Similarly, Horwitt takes on Alinsky's blatant sexism. Organizing for him was man's work, in a manly setting; he reveled in taking big shots to lavish lunchs of steak and bourbon--in his view, a real lunch for he-men (or possibly an attempt to shorten opponents' life-spans). He referred to women as "broads" and refused to accept their abilities as organizers till late in his life.

Notwithstanding this honesty, there are a couple of issues that Horwitt fails to tackle. Most pressing is how to take a network of local organizations and turn them into a national voice for progressive reform that will have substantial impact. This was a vision that Alinsky played with all his life, but never really took on full-bore, and never achieved.

Some final comments: this book represents a superb job of research. Alinsky is one of the most difficult subjects imaginable to write about, because he loved to tell stories about himself. Many of these were false, especially as his years, and his embellishments, increased. It would have been easy, therefore, for Horwitt to dismiss them out of hand, but, unfortunately for the diligent researcher, many (but not all) were true.

Horwitt therefore had to make incredibly painstaking efforts to separate fact from ficton. The book begins with an Alinsky story about how he managed to first ingratiate himself into the Capone mob: a mobster had just died, and his mother was bemoaning the fact that she did not have any pictures to remember her son by. Alinsky took a press photographer to the morgue, snapped a shot that he then had retouched, and presented it publicly to the grieving parent.

At first Horwitt accepted this tale at face value, but then became skeptical. He pursued it through numerous sources, including a poker game with one of Alinsky's associates, who told Horwitt it was a lot of baloney. Horwitt had given it up as another yarn, when he decided to take a final look at the Alinsky papers at the University of Illinois-Chicago. There, on his _final day_ of research for the book, in the files of Alinsky's class work at the University of Chicago Sociology Department, were the previously overlooked research notes, telling the same story. For Horwitt, this symbolized the complexity of his enterprise, and he begins with this telling incident.
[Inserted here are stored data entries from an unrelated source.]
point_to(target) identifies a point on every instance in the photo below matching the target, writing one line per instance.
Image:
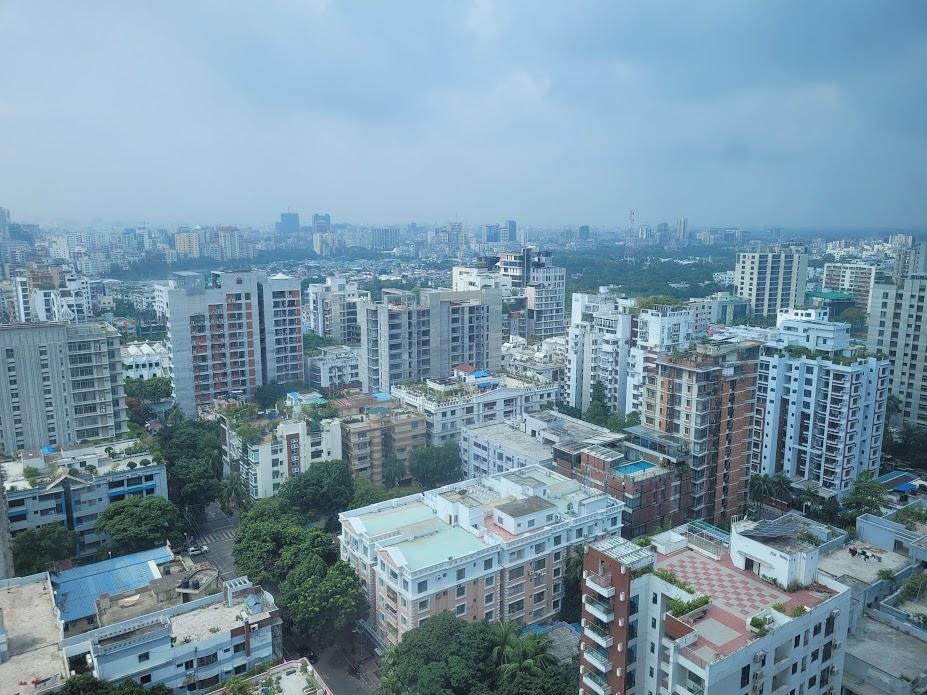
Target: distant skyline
(791, 114)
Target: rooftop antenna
(629, 241)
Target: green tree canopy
(138, 523)
(34, 548)
(326, 489)
(432, 467)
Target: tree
(192, 484)
(394, 470)
(319, 602)
(867, 495)
(529, 655)
(140, 523)
(34, 548)
(433, 467)
(444, 656)
(326, 489)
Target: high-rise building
(544, 287)
(289, 223)
(493, 548)
(63, 384)
(330, 309)
(406, 337)
(598, 349)
(820, 412)
(230, 332)
(321, 224)
(231, 243)
(772, 279)
(705, 398)
(383, 238)
(855, 278)
(187, 243)
(896, 318)
(700, 614)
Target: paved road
(218, 532)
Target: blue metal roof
(80, 587)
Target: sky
(787, 113)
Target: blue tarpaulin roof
(80, 587)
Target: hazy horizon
(797, 115)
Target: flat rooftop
(859, 572)
(736, 596)
(394, 517)
(887, 649)
(201, 623)
(32, 636)
(451, 541)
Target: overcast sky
(799, 114)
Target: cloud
(553, 113)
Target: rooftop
(79, 588)
(450, 542)
(736, 596)
(860, 571)
(27, 614)
(887, 649)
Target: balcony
(596, 684)
(600, 583)
(598, 609)
(599, 636)
(598, 658)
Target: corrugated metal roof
(79, 588)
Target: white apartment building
(265, 453)
(896, 320)
(599, 344)
(820, 410)
(856, 278)
(330, 309)
(145, 360)
(772, 279)
(655, 332)
(486, 549)
(406, 337)
(333, 368)
(63, 383)
(449, 405)
(701, 614)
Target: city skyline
(743, 115)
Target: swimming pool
(635, 467)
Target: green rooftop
(429, 550)
(396, 517)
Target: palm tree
(504, 636)
(529, 655)
(782, 486)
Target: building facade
(896, 317)
(772, 279)
(63, 384)
(652, 620)
(489, 549)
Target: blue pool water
(635, 467)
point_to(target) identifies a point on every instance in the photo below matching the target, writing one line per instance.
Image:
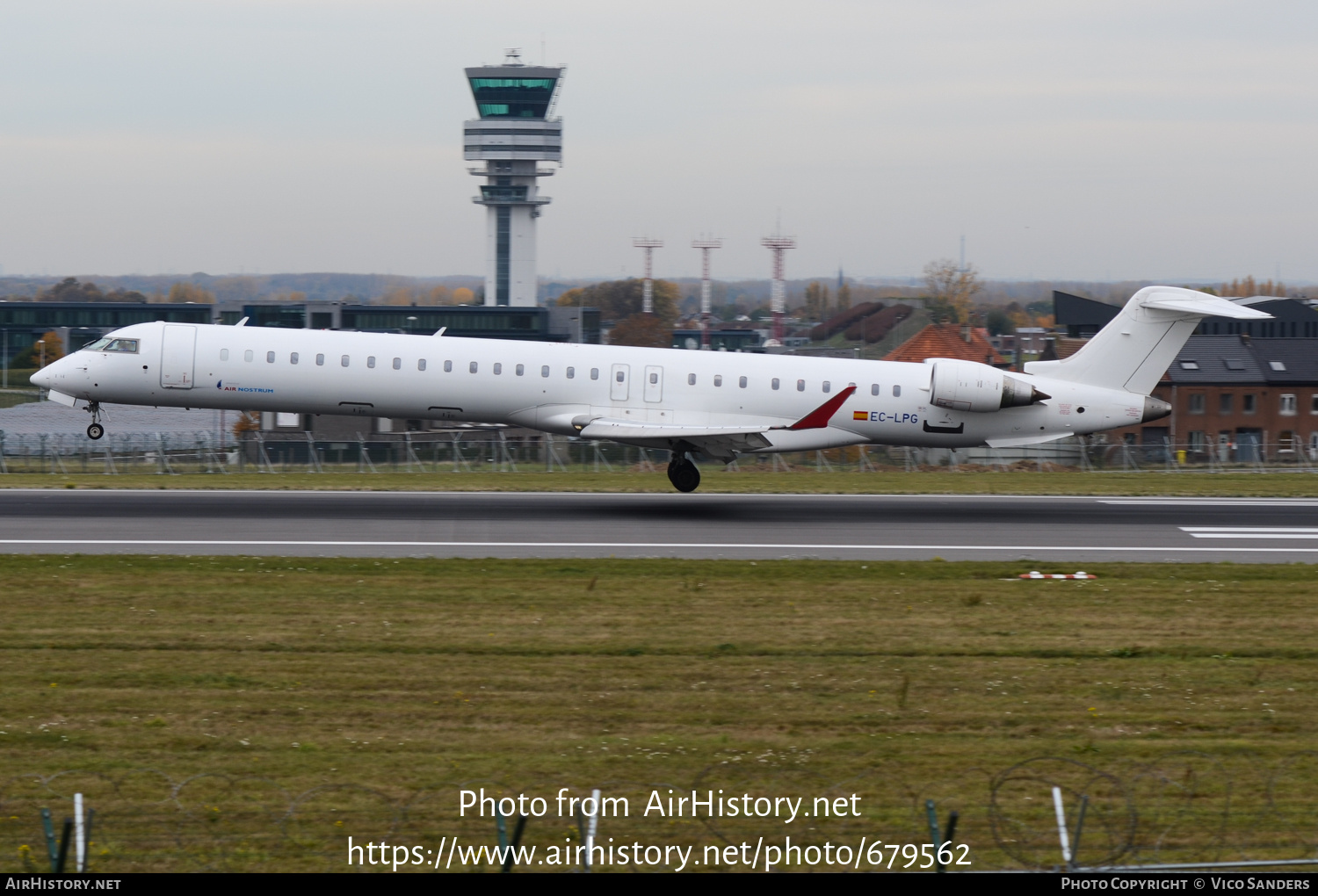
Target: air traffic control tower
(514, 134)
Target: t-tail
(1138, 345)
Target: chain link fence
(511, 451)
(1180, 808)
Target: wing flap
(741, 437)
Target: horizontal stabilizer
(1136, 347)
(1204, 305)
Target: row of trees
(49, 348)
(624, 302)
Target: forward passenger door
(619, 377)
(654, 384)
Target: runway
(572, 524)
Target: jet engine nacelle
(978, 387)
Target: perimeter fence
(1180, 808)
(511, 451)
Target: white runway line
(1252, 531)
(1017, 548)
(1212, 502)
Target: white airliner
(714, 403)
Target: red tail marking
(819, 418)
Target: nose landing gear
(95, 430)
(683, 474)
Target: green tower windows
(513, 98)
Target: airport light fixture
(706, 244)
(648, 290)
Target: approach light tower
(648, 294)
(706, 244)
(517, 131)
(778, 244)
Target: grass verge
(248, 713)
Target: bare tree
(952, 289)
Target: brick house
(1241, 398)
(959, 342)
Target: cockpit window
(108, 344)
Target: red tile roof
(946, 342)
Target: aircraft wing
(722, 443)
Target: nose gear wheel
(95, 430)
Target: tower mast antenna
(778, 244)
(648, 295)
(706, 244)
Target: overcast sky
(1096, 140)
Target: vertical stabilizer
(1135, 348)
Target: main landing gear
(95, 430)
(683, 474)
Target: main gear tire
(684, 474)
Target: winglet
(819, 418)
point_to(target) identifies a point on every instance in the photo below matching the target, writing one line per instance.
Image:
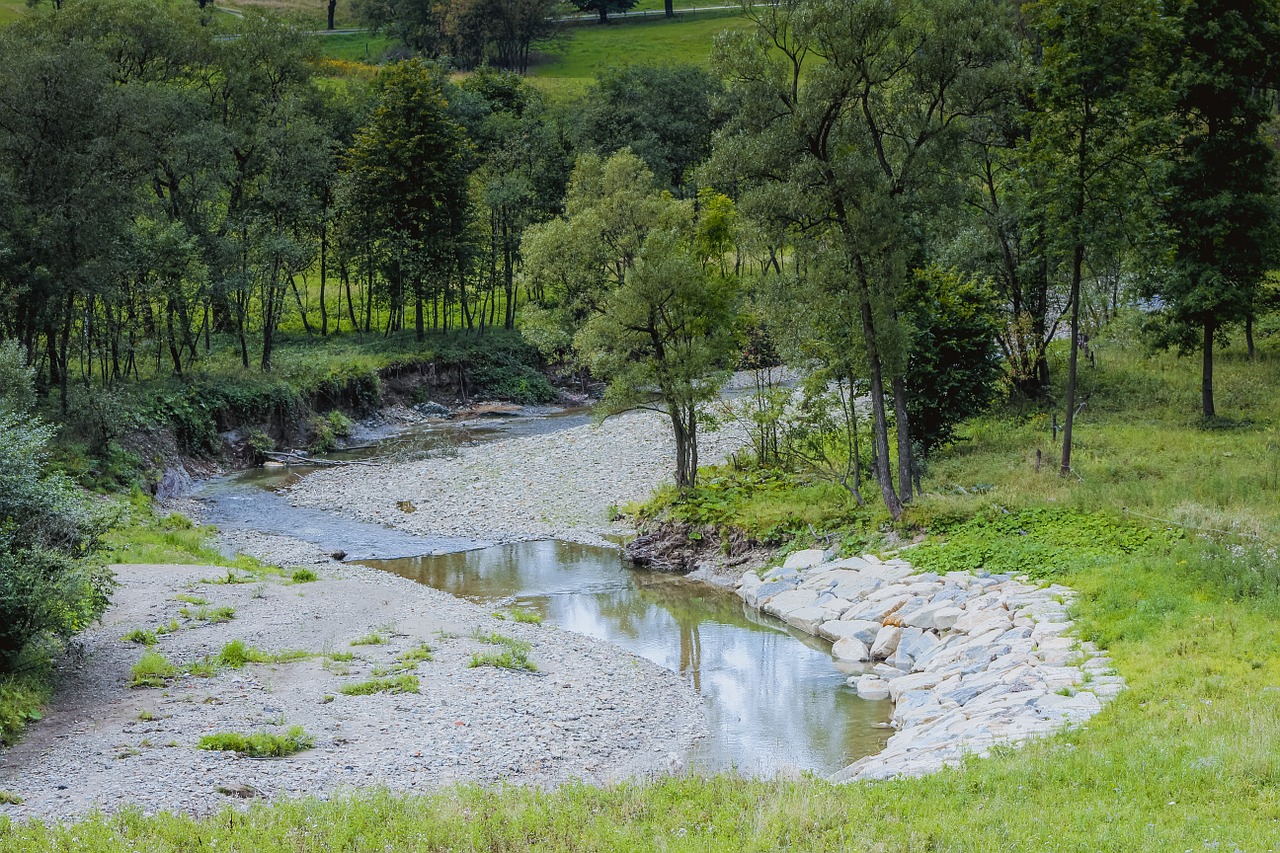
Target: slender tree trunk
(1207, 372)
(1077, 264)
(905, 455)
(880, 420)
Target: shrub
(260, 744)
(50, 587)
(151, 670)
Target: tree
(663, 340)
(849, 123)
(1092, 133)
(1221, 203)
(50, 587)
(407, 179)
(603, 7)
(618, 276)
(666, 114)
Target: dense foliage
(50, 588)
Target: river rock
(850, 648)
(807, 559)
(839, 629)
(807, 619)
(886, 642)
(785, 602)
(872, 687)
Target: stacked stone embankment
(969, 660)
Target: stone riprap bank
(969, 660)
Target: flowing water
(775, 701)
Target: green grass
(208, 615)
(420, 652)
(12, 10)
(152, 670)
(513, 655)
(371, 638)
(141, 537)
(141, 635)
(259, 744)
(403, 683)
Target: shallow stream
(775, 701)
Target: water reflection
(773, 703)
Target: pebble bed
(556, 486)
(969, 660)
(589, 712)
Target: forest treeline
(912, 199)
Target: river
(775, 701)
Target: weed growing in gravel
(210, 615)
(398, 684)
(528, 616)
(151, 670)
(231, 578)
(420, 652)
(513, 656)
(237, 655)
(141, 635)
(260, 744)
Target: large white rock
(872, 687)
(937, 616)
(807, 559)
(785, 602)
(807, 619)
(863, 629)
(850, 648)
(886, 642)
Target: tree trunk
(905, 456)
(1207, 372)
(1077, 264)
(880, 422)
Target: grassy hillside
(574, 60)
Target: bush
(50, 587)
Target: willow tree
(849, 118)
(621, 277)
(1097, 114)
(407, 179)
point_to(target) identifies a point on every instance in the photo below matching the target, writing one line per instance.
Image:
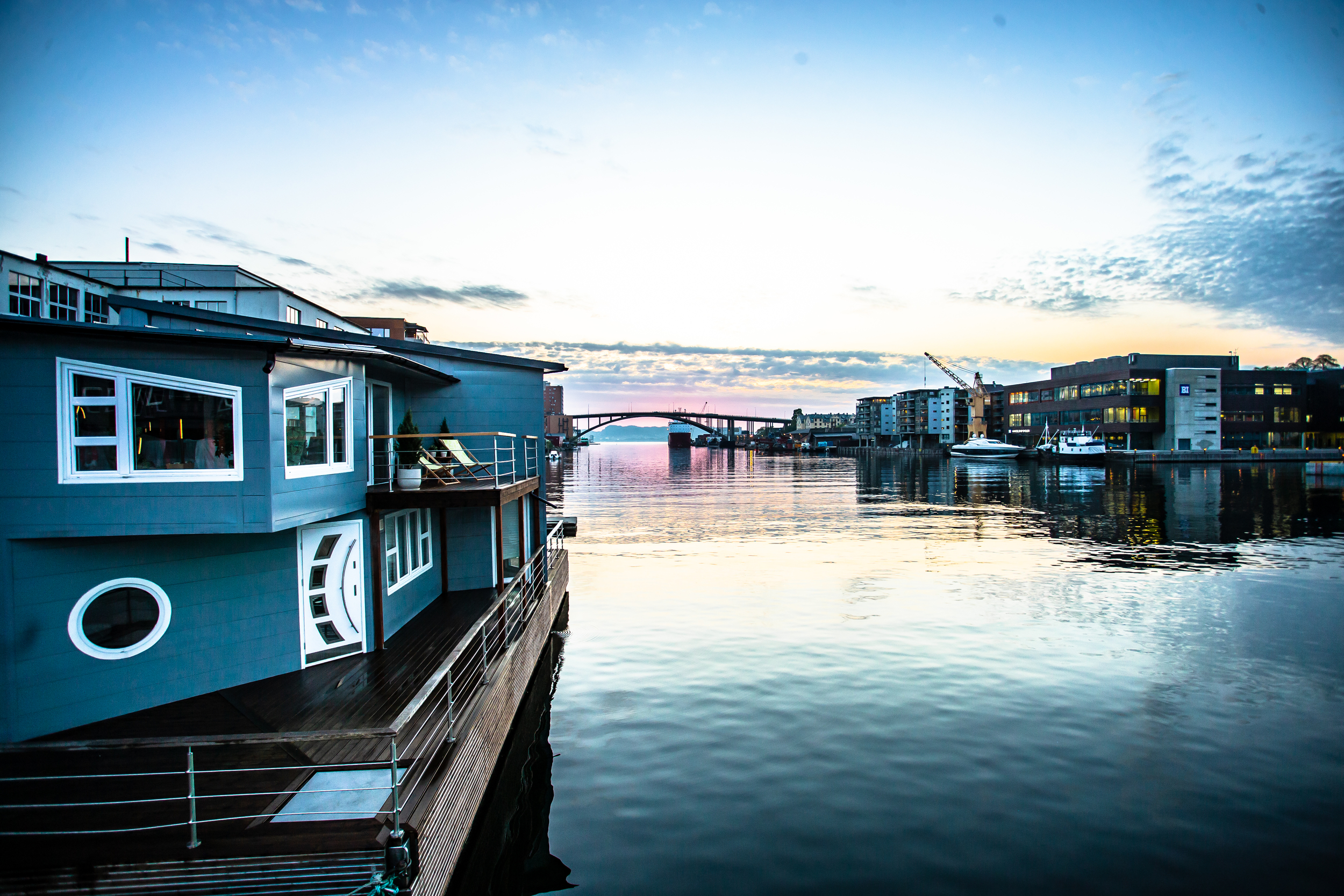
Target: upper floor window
(1146, 386)
(25, 295)
(318, 429)
(63, 303)
(117, 425)
(96, 308)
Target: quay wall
(447, 822)
(1272, 456)
(1281, 456)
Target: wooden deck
(253, 779)
(467, 493)
(361, 692)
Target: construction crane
(979, 397)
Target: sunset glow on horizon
(764, 206)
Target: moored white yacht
(985, 448)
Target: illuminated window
(318, 429)
(406, 546)
(25, 295)
(119, 425)
(62, 303)
(96, 308)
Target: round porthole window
(120, 618)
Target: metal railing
(487, 457)
(530, 456)
(133, 276)
(190, 798)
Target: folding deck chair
(436, 470)
(466, 460)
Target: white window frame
(74, 628)
(323, 469)
(399, 553)
(66, 472)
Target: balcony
(460, 469)
(313, 768)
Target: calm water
(820, 676)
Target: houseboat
(241, 655)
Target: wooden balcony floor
(466, 493)
(363, 691)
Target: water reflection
(823, 675)
(1175, 504)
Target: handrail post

Horwitt managed to separate fact from myth by conducting several hundred interviews, as well as by mining all the archival sources. This produced the raw material for a book that is rich in the language of Alinsky's life; where else but in Nicholas Hoffman's reports on the Provisional Organization of the Southwest Community would you find the excerpt that he had recruited a local men's group called the Boneheads: "They are basically composed of guys who went to school and went through the war together and grew up in the neighborhood and still live there....There's another group called the Selohssa Club, or 'assholes' spelled backwards, who, I hear, will be affiliating before long. So with the boneheads and the assholes, I really don't see how we can lose."

Horwitt does a first-rate job in telling the difficult story of Saul Alinsky, and he provides an important guide to anyone concerned about the roots and development of community organizing in the United States.